Since I assume you’ll want to see it, here’s the fetchmail file I’ve been using as a test. The full file has a bunch of queue addresses, but I’ve made a test file that only tries to process one queue’s messages for now. This file causes the problem to happen.

set logfile /var/log/test_fetchmail.log

poll imap.gmail.com proto IMAP port 993:
username tickets+queueName@example.com password PASSWORD
	mda "/opt/rt4/bin/rt-mailgate --no-verify-ssl --debug --url https://tickets.example.com --queue queueName --action correspond" options ssl folder queue_folder

Of course, the --no-verify-ssl is new. With or without it, I get the exact same error in the fetchmail log, and nothing whatsoever in the Nginx access/error logs.

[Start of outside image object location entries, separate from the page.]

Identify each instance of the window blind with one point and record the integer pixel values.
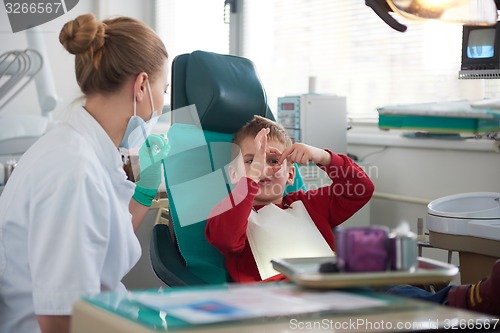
(348, 50)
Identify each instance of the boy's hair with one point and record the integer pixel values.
(252, 128)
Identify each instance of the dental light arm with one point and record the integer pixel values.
(465, 12)
(382, 9)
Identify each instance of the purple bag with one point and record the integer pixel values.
(363, 249)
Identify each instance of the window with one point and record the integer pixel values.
(348, 50)
(341, 46)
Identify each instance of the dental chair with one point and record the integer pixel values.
(213, 95)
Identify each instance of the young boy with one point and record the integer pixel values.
(267, 167)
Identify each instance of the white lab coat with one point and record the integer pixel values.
(65, 227)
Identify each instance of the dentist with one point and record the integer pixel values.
(68, 213)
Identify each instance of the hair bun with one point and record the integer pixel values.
(83, 34)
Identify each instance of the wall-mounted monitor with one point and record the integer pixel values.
(481, 47)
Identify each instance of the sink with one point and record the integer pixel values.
(471, 214)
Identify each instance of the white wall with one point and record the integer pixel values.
(60, 61)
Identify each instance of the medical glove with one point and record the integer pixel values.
(151, 155)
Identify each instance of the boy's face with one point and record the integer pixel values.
(272, 186)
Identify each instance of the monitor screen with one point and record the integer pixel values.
(481, 44)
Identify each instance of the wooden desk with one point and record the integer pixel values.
(476, 255)
(419, 316)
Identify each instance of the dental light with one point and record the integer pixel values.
(466, 12)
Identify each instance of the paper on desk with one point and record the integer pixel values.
(203, 306)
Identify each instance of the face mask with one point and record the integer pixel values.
(137, 129)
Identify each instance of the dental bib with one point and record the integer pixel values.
(275, 233)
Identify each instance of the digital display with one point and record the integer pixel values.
(287, 106)
(481, 44)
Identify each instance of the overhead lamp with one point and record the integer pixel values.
(465, 12)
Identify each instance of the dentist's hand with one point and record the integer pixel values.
(151, 154)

I have no idea where to go next, nor do I know what changed to cause this to suddenly start happening. Any suggestions anyone has are appreciated. Thanks for reading.

2

Try

openssl s_client -showcerts -connect tickets.example.com:443

That may show problems that affect older clients but not most web browsers. In particular, you could be getting hit by the Sectigo AddTrust External CA Root expiration, see

https://support.sectigo.com/articles/Knowledge/Sectigo-AddTrust-External-CA-Root-Expiring-May-30-2020

so look for expired certificates in the trust chain. If your web server is serving up expired intermediaries, you’ll need to remove those from the servers certificate chain.

1 Like
3

Thank you! The openssl command shows that the Sectigo cert is no longer valid. I think you got the problem exactly right. I’ll see what I can do to fix this (I’m not well-versed in SSL). My version of Debian is pretty old, so hopefully this is as simple as an OpenSSL update or finding a newer cert.